【ピアノ】井口基成「上達のためのピアノ奏法の段階」レビュー
► 基本情報
・出版社:音楽之友社
・初版:1955年
・ページ数:265ページ
・対象レベル:中級~上級者
・上達のためのピアノ奏法の段階 著:井口基成 / 音楽之友社
► 内容について
‣ 本書の特徴
· 長所
体系的な構成:
・基礎的な運動と技法から始まり、実践的な演奏技術、そして具体的な教材選択まで、段階的に解説
・著者の性格が伝わってくるかのような真面目な練習アプローチ
豊富な参考資料:
・テンポ関連用語、ダイナミクス記号、アーティキュレーションの比較表など、実用的な資料が充実
・演奏家や教師にとって貴重なリファレンスとして機能
実践的な教材選択:
・第三部の教材選択に関する提案は、段階的な学習計画を立てるうえで参考になる
・各作曲家のどの作品から取り組むべきかという具体的なアドバイスは、特に独学者にとって貴重
· 留意点
読みづらさの問題:
・文体が古く、現代の読者にとっては理解に時間がかかる場合がある
・印刷の文字品質も現代の基準からすると見づらい
・目次を参考に、必要な箇所を選んで読むことを推奨
‣ 特に注目すべき内容
1. アーティキュレーションの詳細な解説
本書におけるノンレガートの解説は特筆に値します。

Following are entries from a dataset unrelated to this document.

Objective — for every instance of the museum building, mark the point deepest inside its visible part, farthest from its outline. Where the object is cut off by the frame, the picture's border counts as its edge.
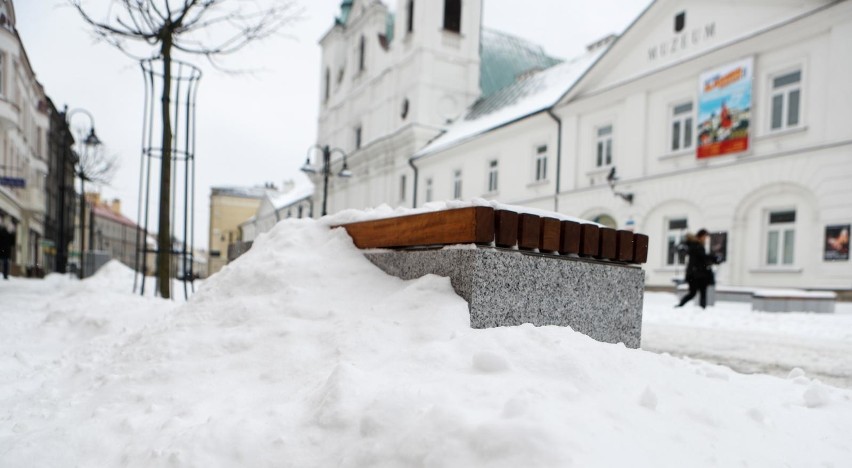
(729, 116)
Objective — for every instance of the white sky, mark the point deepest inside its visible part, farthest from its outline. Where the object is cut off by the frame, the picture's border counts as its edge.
(252, 128)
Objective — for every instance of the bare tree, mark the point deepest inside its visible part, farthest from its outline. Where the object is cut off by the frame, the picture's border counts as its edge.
(210, 28)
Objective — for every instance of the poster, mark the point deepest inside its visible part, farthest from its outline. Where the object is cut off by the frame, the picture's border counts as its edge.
(836, 242)
(719, 246)
(724, 109)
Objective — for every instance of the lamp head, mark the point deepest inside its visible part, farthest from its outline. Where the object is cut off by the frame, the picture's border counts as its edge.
(92, 139)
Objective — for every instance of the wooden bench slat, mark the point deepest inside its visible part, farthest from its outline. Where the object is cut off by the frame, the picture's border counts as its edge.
(529, 231)
(549, 235)
(640, 248)
(458, 226)
(569, 237)
(590, 240)
(608, 241)
(505, 228)
(624, 246)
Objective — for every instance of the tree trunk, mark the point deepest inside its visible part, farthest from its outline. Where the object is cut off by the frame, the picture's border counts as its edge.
(164, 246)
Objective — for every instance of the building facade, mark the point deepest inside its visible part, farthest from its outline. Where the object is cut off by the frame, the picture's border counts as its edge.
(229, 206)
(59, 192)
(727, 116)
(24, 123)
(392, 82)
(292, 201)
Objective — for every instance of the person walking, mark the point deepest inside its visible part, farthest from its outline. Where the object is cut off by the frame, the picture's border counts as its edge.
(7, 243)
(699, 273)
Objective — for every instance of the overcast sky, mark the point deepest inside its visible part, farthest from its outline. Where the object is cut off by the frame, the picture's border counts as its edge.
(252, 128)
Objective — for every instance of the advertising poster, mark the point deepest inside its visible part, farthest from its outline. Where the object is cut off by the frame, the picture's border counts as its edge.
(719, 245)
(836, 242)
(724, 109)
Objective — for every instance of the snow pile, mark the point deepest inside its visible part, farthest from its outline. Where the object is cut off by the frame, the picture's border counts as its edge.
(301, 353)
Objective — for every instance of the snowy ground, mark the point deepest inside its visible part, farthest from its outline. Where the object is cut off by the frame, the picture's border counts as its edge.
(730, 333)
(302, 353)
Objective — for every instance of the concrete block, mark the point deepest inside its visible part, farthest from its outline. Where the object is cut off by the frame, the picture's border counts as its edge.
(508, 287)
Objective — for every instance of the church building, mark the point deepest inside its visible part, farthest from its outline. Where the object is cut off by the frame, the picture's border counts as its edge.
(727, 115)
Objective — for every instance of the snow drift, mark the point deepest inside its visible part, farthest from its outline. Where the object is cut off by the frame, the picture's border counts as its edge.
(302, 353)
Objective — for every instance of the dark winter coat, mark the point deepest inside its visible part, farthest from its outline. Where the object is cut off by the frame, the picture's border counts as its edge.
(7, 241)
(698, 267)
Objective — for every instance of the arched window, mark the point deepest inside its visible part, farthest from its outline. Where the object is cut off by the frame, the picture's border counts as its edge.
(327, 84)
(362, 48)
(410, 11)
(452, 15)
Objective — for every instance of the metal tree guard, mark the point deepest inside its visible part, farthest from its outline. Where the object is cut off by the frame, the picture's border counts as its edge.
(184, 88)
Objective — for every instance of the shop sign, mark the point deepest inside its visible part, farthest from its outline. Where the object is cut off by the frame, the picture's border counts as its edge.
(13, 182)
(724, 109)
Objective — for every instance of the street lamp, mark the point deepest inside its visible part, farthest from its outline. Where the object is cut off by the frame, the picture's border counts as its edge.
(88, 144)
(325, 169)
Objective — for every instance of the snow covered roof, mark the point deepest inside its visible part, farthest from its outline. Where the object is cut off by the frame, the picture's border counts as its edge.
(241, 192)
(106, 212)
(505, 58)
(528, 96)
(298, 193)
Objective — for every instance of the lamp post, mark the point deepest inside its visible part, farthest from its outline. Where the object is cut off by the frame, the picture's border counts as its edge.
(87, 145)
(325, 169)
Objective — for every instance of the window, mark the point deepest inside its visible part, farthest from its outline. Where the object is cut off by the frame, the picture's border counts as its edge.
(457, 184)
(410, 11)
(682, 126)
(327, 85)
(781, 238)
(676, 229)
(492, 176)
(452, 15)
(786, 100)
(362, 49)
(541, 163)
(604, 147)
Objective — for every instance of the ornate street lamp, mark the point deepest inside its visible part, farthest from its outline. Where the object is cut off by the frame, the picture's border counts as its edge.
(325, 169)
(86, 147)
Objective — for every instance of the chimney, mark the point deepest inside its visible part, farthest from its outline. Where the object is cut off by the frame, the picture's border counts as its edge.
(93, 197)
(602, 43)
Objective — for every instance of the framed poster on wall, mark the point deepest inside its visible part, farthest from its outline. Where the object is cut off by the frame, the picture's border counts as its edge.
(836, 243)
(724, 109)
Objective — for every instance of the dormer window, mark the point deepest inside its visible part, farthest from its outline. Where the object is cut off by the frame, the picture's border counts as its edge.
(452, 15)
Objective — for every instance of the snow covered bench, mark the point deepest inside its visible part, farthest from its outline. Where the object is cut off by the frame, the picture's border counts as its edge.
(791, 300)
(515, 267)
(721, 293)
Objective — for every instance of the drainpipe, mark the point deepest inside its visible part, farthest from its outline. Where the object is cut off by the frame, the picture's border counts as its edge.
(558, 158)
(413, 198)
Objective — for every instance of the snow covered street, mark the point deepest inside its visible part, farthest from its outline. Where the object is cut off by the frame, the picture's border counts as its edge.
(277, 361)
(729, 333)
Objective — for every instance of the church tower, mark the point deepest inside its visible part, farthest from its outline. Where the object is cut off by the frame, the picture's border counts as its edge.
(390, 81)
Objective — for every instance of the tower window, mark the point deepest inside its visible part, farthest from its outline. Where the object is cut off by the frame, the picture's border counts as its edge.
(327, 84)
(362, 48)
(452, 15)
(410, 8)
(680, 21)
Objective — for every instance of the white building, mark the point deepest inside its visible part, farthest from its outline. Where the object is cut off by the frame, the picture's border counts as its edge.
(392, 82)
(24, 123)
(726, 115)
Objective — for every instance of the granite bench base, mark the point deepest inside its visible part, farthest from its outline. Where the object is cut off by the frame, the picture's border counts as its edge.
(508, 287)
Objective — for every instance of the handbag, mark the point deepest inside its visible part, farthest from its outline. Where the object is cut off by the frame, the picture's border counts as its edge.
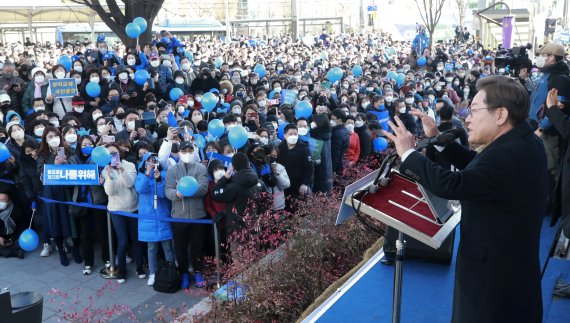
(74, 210)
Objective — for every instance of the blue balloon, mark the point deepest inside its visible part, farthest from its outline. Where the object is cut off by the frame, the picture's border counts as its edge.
(303, 110)
(218, 62)
(141, 22)
(281, 131)
(237, 136)
(4, 153)
(29, 240)
(187, 186)
(141, 77)
(189, 55)
(216, 128)
(380, 144)
(200, 141)
(357, 70)
(93, 89)
(175, 93)
(66, 62)
(260, 70)
(133, 30)
(334, 74)
(422, 61)
(101, 156)
(209, 101)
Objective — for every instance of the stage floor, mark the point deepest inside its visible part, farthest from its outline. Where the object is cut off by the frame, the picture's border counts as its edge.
(427, 292)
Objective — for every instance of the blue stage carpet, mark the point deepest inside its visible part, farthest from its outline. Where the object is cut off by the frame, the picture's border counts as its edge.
(427, 293)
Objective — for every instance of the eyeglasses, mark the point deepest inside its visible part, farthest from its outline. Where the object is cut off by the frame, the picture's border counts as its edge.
(470, 111)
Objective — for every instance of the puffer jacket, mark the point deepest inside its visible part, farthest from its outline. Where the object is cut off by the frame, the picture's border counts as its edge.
(147, 187)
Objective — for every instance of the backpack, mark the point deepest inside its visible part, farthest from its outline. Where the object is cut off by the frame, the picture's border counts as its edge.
(167, 279)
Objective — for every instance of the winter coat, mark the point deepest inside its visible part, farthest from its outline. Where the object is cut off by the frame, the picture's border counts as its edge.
(120, 188)
(339, 146)
(187, 207)
(147, 187)
(236, 192)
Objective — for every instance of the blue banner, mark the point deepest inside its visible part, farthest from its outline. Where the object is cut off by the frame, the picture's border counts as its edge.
(63, 88)
(225, 159)
(77, 174)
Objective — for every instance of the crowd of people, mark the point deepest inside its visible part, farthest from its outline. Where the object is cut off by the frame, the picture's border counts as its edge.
(150, 136)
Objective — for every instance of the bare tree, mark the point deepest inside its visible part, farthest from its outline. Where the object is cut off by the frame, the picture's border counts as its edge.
(116, 19)
(430, 12)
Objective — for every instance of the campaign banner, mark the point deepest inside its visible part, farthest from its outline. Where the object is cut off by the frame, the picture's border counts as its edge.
(63, 88)
(225, 159)
(71, 174)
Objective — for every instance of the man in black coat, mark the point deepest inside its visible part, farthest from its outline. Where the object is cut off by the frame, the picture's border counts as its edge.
(503, 197)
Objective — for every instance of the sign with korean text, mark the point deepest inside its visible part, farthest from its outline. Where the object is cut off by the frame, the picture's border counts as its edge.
(71, 174)
(63, 88)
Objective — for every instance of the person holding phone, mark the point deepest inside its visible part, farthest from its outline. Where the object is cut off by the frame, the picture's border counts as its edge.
(54, 150)
(119, 181)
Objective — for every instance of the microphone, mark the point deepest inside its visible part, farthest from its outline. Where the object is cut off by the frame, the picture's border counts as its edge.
(443, 139)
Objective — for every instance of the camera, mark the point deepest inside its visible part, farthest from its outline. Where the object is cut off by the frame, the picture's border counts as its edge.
(515, 59)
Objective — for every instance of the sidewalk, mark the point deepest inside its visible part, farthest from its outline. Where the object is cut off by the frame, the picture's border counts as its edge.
(67, 290)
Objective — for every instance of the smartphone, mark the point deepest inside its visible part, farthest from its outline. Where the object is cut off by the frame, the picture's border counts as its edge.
(61, 152)
(115, 160)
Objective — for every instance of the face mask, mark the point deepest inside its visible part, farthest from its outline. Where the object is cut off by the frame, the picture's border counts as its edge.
(185, 157)
(71, 138)
(219, 174)
(54, 142)
(292, 140)
(39, 132)
(87, 150)
(18, 134)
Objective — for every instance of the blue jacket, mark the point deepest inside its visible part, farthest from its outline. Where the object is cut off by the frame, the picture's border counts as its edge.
(150, 230)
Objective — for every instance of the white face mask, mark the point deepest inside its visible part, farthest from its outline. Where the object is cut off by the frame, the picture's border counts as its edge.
(54, 142)
(219, 174)
(185, 157)
(292, 140)
(39, 132)
(18, 134)
(540, 61)
(71, 138)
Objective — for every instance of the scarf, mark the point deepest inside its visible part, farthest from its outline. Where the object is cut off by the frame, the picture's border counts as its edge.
(9, 224)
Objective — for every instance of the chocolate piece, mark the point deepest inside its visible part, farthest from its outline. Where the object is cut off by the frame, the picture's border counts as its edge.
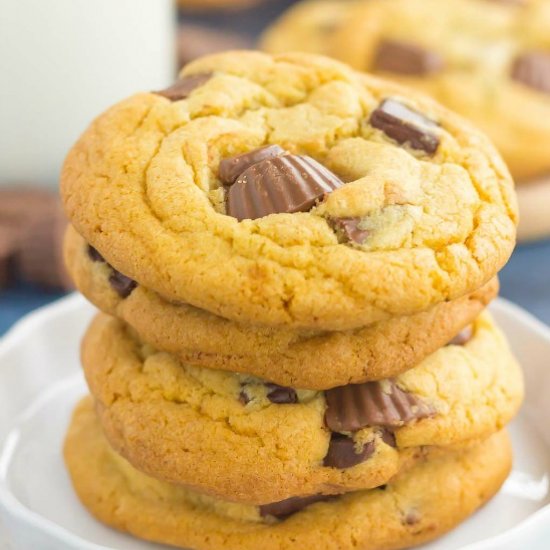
(280, 394)
(243, 398)
(231, 168)
(342, 454)
(463, 337)
(349, 229)
(183, 87)
(405, 125)
(352, 407)
(121, 284)
(94, 255)
(286, 508)
(400, 57)
(412, 517)
(388, 438)
(290, 183)
(533, 70)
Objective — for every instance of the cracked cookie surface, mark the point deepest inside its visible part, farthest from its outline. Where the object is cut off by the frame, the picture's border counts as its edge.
(142, 187)
(303, 359)
(418, 506)
(236, 437)
(481, 67)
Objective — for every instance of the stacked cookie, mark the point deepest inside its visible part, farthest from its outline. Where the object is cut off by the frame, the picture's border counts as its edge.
(494, 69)
(293, 261)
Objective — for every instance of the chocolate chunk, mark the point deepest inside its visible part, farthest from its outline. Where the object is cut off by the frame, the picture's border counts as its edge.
(533, 70)
(290, 183)
(463, 337)
(280, 394)
(349, 229)
(94, 255)
(405, 125)
(231, 168)
(388, 438)
(183, 87)
(412, 517)
(286, 508)
(243, 398)
(121, 284)
(352, 407)
(406, 58)
(342, 454)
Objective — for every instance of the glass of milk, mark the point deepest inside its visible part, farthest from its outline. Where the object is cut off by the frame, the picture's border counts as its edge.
(62, 62)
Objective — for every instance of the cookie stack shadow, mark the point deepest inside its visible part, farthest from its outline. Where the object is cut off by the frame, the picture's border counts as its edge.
(338, 382)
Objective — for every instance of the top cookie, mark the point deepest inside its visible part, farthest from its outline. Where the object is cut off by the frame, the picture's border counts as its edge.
(493, 69)
(373, 201)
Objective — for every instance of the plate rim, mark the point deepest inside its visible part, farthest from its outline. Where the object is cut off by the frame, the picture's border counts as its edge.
(15, 511)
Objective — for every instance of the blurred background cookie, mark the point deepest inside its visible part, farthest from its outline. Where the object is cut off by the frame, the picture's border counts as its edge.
(32, 224)
(494, 70)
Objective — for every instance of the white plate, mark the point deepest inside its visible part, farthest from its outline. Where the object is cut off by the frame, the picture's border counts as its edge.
(40, 382)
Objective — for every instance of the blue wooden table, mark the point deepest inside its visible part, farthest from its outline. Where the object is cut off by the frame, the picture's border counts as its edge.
(525, 280)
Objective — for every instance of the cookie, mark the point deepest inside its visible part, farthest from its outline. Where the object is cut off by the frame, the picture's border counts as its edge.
(533, 200)
(494, 70)
(304, 359)
(291, 190)
(417, 507)
(243, 439)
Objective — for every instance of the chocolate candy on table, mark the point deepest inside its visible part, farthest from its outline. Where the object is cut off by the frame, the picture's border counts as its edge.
(384, 404)
(342, 452)
(400, 57)
(277, 184)
(35, 221)
(182, 88)
(405, 125)
(8, 247)
(533, 70)
(40, 257)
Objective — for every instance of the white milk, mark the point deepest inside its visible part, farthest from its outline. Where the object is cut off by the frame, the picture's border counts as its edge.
(62, 62)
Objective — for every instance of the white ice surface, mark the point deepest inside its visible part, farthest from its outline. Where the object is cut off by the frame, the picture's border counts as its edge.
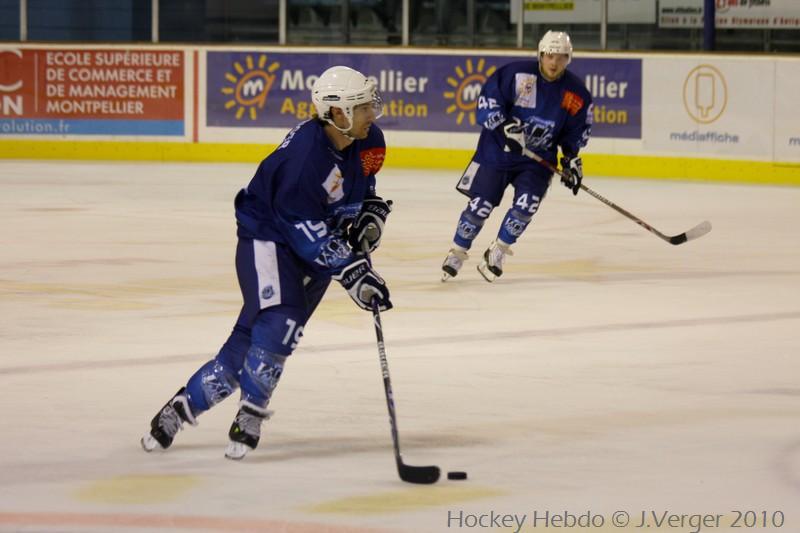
(606, 370)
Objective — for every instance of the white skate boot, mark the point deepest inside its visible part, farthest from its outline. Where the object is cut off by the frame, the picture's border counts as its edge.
(167, 422)
(453, 262)
(491, 266)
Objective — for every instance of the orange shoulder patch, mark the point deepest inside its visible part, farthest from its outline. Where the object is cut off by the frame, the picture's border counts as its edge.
(571, 102)
(372, 160)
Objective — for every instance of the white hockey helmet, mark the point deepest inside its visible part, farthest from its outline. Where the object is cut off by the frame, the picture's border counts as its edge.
(556, 42)
(344, 88)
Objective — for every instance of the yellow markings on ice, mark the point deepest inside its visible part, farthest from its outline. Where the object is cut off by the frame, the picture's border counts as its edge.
(137, 489)
(404, 500)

一般的な認識よりも長い音価を持つものとして定義され、「レガートをもう少し切ったもの」という独自の視点を提供しています。
2. 実践的な練習方法
・「毎日積立貯金をするようなつもりで」という練習への姿勢
・スケールの重要性(バッハマン、バックハウスの言葉を引用)
・トリルの練習における「均等な両音が一体となる」という考え方
3. 音楽的アプローチ
ホロヴィッツの「ピアノから歌うということを抜いたら単なる打楽器にしかならない」という引用に代表される、技術と音楽性の融合を重視する姿勢が印象的です。
‣ おすすめの活用法
選択的な読み方:
・209ページまでが実質的な本編
・特に関心のある項目から読み進めることを推奨
・比較表や資料は必要に応じて参照する
段階的な学習への活用:
・第三部の教材選択を参考に、自身のレベルに合った楽曲を選定
・技術的な課題に直面した際の参考書として活用
► 結論
時代を経ても色褪せない価値を持つ名著です。文体や印刷の古さという短所はあるものの、内容の質の高さは現代でも十分活用できます。特に、ピアノ教師や真剣に演奏技術の向上を目指す学習者にとって、貴重な参考書となるでしょう。ただし、現代の演奏理論や教育方法と補完的に活用することを推奨します。